The answer in the short-term is both. Forgiving student debt is equivalent to a stimulus package for impacted households. Spending on goods and services would go up. That stimulates the economy, driving inflation higher.
In the long-term, such forgiveness will hurt economic growth. If the taxpayer, who has financed these loans, doesn’t get paid back, they will be less willing to support future lending. That’s not good for economic growth. Such policymaking also seems unfair to those who paid back their student loans or who are doing so, and it creates a perverse incentive to not pay back loans even for those who are capable of doing so. Perhaps a bigger problem is that forgiveness doesn’t solve the underlying issue of loans being offered (and taken) for investments that don’t appear to have an adequate return.
[To be clear, I don’t have anything against people who would benefit from forgiveness or who want it for their own sake. It reminds me of how we Marylanders feel about the SALT deduction cap—bad policy, but would make us better off.]
Another reason that I generally don’t support student loan forgiveness (unless under extraordinarily compelling circumstances) is that such policymaking is extremely regressive (i.e., it disproportionately helps the wealthy). A typical college graduate with a bachelor’s degree earns about $1 million more than a high school graduate over the course of a career. The current unemployment rate for people who went to college but didn’t finish is 3%, while the unemployment rate for people with a bachelor’s degree is an even more astoundingly low 2%.
A Brookings Institute analysis (of Senator Warren’s more generous proposed plan) from 2020 found that 27% of the benefit of debt forgiveness would go to households in the highest income quintile, while 38% would go to households in the second highest income quintile. That means that 34% of the benefit would go to the 60% of Americans with the lowest incomes.

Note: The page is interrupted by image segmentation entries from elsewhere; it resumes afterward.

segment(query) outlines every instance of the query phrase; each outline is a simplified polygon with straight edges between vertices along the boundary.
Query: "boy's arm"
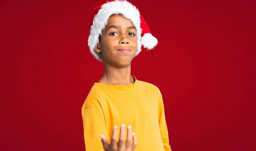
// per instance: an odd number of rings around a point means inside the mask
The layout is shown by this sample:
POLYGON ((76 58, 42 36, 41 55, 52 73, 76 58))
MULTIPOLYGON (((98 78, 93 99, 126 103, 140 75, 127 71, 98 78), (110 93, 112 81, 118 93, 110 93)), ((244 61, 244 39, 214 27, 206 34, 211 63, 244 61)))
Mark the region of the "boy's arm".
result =
POLYGON ((99 135, 108 138, 108 132, 102 109, 87 107, 82 109, 81 113, 86 151, 104 151, 99 135))
POLYGON ((162 95, 160 95, 160 102, 158 105, 158 119, 159 122, 159 127, 160 128, 160 132, 162 141, 163 144, 163 148, 165 151, 172 151, 171 146, 169 145, 169 137, 168 136, 168 131, 166 121, 166 118, 164 113, 164 107, 162 95))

Please note that the share of borrowing that goes toward graduate school has increased. The 2020-21 school year represented the first time that graduate students borrowed as much as undergraduates. A lot of this incurred debt pertains to budding doctors and lawyers, occupations that pay well enough that forgiveness isn’t generally necessary. Second, much of this debt is incurred on behalf of master’s programs at elite universities that seem to exist for the sole purpose of funding PhD programs.

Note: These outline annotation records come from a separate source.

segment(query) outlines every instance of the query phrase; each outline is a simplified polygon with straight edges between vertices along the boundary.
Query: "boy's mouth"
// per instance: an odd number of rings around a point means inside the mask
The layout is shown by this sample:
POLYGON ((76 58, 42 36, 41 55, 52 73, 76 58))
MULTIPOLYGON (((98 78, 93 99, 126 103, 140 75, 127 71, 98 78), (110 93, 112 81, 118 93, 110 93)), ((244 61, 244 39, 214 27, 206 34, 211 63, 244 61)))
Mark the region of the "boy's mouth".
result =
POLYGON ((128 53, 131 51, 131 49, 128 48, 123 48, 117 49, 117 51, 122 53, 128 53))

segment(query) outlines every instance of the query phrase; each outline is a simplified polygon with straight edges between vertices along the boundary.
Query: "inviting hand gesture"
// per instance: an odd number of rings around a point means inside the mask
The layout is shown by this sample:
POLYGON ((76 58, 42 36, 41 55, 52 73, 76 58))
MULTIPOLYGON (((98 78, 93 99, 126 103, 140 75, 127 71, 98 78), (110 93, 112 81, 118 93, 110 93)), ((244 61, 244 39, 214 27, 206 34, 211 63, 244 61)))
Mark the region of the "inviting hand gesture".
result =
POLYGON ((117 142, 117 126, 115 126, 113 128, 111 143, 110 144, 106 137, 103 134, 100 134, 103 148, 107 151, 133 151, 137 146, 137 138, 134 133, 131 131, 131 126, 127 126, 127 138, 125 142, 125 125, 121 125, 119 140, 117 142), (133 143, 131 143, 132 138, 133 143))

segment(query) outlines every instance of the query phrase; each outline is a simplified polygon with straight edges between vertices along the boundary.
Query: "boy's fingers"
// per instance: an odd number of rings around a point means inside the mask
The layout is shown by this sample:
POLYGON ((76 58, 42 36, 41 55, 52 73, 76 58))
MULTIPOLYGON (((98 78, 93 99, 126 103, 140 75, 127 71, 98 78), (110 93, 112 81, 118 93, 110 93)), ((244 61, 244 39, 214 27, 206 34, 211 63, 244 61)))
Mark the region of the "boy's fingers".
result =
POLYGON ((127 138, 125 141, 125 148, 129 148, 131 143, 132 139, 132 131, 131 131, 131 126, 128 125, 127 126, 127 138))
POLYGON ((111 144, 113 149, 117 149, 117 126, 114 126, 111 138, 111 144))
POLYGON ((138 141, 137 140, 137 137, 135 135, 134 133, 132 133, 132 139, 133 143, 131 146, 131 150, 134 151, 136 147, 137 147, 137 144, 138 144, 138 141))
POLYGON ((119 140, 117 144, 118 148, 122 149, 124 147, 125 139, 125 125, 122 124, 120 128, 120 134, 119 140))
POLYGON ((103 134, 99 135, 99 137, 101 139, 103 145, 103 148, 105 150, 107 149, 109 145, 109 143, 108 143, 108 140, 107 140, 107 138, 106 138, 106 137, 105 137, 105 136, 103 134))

UPDATE FROM ZACK: According to this Washington Post article (that came out after Anirban responded to the question), the White House will forgive at least $10,000 to “people who earned less than $125,000 or $150,000 as individual filers the previous year.” That’s more than ten times higher than the Federal poverty line and about 2x the national median household income (as of 2020), and the median American who didn’t attend college earns less than $45,000 a year.

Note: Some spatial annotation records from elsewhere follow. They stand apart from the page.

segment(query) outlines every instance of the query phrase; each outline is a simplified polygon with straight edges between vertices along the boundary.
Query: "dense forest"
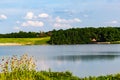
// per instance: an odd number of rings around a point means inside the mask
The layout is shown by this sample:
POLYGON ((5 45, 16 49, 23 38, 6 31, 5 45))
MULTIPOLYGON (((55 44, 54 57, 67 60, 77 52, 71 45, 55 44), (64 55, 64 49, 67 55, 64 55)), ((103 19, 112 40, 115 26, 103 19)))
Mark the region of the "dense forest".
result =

Do you think rural counties can [economically] recover more quickly from the pandemic? Can broadband tip the scales?
I think rural areas enjoy much-improved outlooks relative to the pre-pandemic period. Thanks to social distancing, the e-commerce boom, remote work, and other behavioral changes rendered by the public health crisis, many Americans decided that big, expensive cities are no longer for them. America is about to invest billions in rural broadband, and farms are benefitting from higher prices (though of course costs are up, too).
I think what you’ll see gong forward is less brain drain from rural areas, more opportunities for entrepreneurship, and more stable population. As a final note, President Biden’s American Rescue Plan (signed 3/11/21) also provides additional support for healthcare access in rural communities, which if nothing else should represent a large quality of life improvement.